More recent litigation has focused on PSEBA’s requirements that the injury would have to occur as a result of the employee’s “response to what is reasonably believed to be an emergency.” In early 2012, the Supreme Court interpreted this phrase and explained that to be eligible, PSEBA requires an injury to be sustained in response to “what was reasonably believed to be an unforeseen circumstance involving imminent danger to a person or property requiring an urgent response.”

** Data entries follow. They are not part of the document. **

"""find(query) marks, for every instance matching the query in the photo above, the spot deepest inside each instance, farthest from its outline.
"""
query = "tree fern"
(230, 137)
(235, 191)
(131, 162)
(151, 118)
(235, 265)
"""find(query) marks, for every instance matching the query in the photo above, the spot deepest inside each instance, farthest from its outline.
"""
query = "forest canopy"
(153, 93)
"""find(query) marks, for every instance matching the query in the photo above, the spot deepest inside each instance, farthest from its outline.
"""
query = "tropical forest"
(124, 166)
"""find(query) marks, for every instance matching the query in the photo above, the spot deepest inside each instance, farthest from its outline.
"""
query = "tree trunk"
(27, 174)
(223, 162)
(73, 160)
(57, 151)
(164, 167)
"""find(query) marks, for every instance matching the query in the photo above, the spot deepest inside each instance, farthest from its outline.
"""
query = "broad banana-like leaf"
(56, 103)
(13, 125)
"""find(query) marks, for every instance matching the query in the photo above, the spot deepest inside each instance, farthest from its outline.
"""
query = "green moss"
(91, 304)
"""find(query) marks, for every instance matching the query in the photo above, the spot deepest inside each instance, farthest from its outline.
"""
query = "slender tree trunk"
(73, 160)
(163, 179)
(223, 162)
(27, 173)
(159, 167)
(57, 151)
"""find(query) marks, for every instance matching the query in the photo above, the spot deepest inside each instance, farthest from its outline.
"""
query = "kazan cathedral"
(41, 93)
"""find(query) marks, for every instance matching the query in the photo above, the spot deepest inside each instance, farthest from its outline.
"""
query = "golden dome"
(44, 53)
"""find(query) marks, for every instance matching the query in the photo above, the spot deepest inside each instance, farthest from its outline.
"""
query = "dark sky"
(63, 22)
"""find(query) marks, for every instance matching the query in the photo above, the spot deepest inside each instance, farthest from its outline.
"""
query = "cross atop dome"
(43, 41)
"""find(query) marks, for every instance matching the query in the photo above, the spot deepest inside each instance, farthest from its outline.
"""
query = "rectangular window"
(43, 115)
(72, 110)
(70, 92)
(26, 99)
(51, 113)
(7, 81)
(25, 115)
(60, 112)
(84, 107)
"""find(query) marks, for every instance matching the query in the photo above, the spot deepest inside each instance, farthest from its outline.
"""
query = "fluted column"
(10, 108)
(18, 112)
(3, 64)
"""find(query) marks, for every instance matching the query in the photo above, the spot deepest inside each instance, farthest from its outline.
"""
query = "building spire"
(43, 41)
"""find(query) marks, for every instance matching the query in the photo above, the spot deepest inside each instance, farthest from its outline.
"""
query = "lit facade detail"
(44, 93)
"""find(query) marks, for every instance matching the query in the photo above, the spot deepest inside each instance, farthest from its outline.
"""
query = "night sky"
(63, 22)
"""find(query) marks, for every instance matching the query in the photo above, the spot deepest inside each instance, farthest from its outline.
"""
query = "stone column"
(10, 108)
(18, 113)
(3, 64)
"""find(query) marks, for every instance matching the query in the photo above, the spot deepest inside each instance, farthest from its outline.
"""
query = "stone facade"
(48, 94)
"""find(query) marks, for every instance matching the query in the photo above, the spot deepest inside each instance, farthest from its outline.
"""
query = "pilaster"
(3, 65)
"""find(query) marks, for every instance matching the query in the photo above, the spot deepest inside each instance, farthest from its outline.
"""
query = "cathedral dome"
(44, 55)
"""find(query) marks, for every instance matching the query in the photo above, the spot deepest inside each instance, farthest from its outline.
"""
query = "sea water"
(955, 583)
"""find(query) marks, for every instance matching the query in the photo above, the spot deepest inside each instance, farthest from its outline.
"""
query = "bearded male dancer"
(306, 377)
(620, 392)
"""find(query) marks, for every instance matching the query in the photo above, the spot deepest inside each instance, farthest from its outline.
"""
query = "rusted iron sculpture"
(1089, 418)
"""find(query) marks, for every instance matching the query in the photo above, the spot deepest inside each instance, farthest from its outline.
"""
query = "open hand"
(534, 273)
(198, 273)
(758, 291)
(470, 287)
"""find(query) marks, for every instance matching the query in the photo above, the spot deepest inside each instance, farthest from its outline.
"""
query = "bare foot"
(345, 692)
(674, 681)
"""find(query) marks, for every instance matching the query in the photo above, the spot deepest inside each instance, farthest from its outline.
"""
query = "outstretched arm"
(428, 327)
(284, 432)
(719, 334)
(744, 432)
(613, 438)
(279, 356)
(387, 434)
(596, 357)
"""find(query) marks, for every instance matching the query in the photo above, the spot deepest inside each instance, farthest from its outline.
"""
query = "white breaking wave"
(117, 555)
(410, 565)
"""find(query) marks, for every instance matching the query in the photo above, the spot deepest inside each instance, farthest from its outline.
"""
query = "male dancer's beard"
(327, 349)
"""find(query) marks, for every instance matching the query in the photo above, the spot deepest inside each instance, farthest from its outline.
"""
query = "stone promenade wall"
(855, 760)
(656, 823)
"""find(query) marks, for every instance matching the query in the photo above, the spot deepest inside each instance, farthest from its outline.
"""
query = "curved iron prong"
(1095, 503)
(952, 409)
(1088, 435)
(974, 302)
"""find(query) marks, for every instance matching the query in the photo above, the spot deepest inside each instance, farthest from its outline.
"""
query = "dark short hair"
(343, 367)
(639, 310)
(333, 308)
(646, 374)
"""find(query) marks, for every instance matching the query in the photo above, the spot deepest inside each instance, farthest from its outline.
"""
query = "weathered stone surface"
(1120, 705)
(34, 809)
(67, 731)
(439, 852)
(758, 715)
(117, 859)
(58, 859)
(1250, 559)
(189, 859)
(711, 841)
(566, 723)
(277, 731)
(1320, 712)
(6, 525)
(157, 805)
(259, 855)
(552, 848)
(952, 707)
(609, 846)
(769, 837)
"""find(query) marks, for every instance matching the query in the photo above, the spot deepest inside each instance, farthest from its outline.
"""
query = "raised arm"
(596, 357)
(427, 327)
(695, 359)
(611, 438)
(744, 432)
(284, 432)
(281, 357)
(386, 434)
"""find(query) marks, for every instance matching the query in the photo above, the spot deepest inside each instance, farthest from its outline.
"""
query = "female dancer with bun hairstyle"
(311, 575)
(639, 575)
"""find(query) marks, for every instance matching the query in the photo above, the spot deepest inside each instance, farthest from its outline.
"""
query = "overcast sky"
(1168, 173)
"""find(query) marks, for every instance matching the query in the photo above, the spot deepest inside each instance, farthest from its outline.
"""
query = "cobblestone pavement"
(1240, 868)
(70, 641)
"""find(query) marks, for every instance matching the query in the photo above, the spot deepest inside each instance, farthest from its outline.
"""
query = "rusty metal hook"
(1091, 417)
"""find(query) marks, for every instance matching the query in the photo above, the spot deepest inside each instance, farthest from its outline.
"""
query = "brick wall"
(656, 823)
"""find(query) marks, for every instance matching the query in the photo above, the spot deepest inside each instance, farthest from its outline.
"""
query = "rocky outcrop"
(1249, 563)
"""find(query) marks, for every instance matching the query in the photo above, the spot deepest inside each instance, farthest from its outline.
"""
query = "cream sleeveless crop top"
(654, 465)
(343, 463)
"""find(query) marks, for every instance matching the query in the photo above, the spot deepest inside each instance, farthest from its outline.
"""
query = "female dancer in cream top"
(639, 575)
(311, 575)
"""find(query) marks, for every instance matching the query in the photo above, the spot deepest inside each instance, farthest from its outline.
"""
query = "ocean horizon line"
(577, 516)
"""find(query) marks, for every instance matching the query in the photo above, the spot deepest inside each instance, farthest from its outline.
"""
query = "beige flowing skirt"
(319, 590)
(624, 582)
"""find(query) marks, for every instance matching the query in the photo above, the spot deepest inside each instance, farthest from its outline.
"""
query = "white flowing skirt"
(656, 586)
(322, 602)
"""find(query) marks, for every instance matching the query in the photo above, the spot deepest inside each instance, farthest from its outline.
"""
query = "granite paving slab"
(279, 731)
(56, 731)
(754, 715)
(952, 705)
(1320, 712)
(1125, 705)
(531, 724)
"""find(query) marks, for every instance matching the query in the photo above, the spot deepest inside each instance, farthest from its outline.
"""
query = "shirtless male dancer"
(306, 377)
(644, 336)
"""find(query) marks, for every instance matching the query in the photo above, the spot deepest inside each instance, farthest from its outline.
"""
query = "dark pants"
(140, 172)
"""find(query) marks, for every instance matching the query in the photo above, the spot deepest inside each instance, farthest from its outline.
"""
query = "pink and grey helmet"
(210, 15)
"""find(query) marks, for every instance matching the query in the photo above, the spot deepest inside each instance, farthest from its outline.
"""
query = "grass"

In this case, the plaintiff sought to expand PSEBA even further. Specifically, the plaintiff argued that PSEBA should be expanded to cover injuries to firefighters that were sustained over the course of years of active fire service.  Essentially, the plaintiff sought to have the court interpret PSEBA to include cumulative occupational diseases that would potentially, but not necessarily, result in the firefighter’s death, even if he was not on duty at the time.  The firefighter at issue passed away at home as a result of a heart attack.  While acknowledging the tragic circumstances of the firefighter’s death, the municipality argued that the firefighter’s fatal heart attack occurred off-duty and that therefore he was not killed in the line of duty as such phrase is used in PSEBA.  In addition, the municipality maintained that PSEBA was not intended to address occupational diseases.

In agreeing with the municipality’s arguments, the court stated that the phrase “killed in the line of duty” as used in the PSEBA was to be given its “plain, unambiguous meaning” and that considering the lack of indication to the contrary by either the appellate courts or the legislature, PSEBA was not intended to include “cumulative occupational disease deaths” in its definition of “killed in the line of duty.” Accordingly, the court determined that the firefighter was not “killed in the line of duty,” as he was neither on duty nor killed by a specific act of duty.  As a result, the plaintiff was not entitled to PSEBA benefits.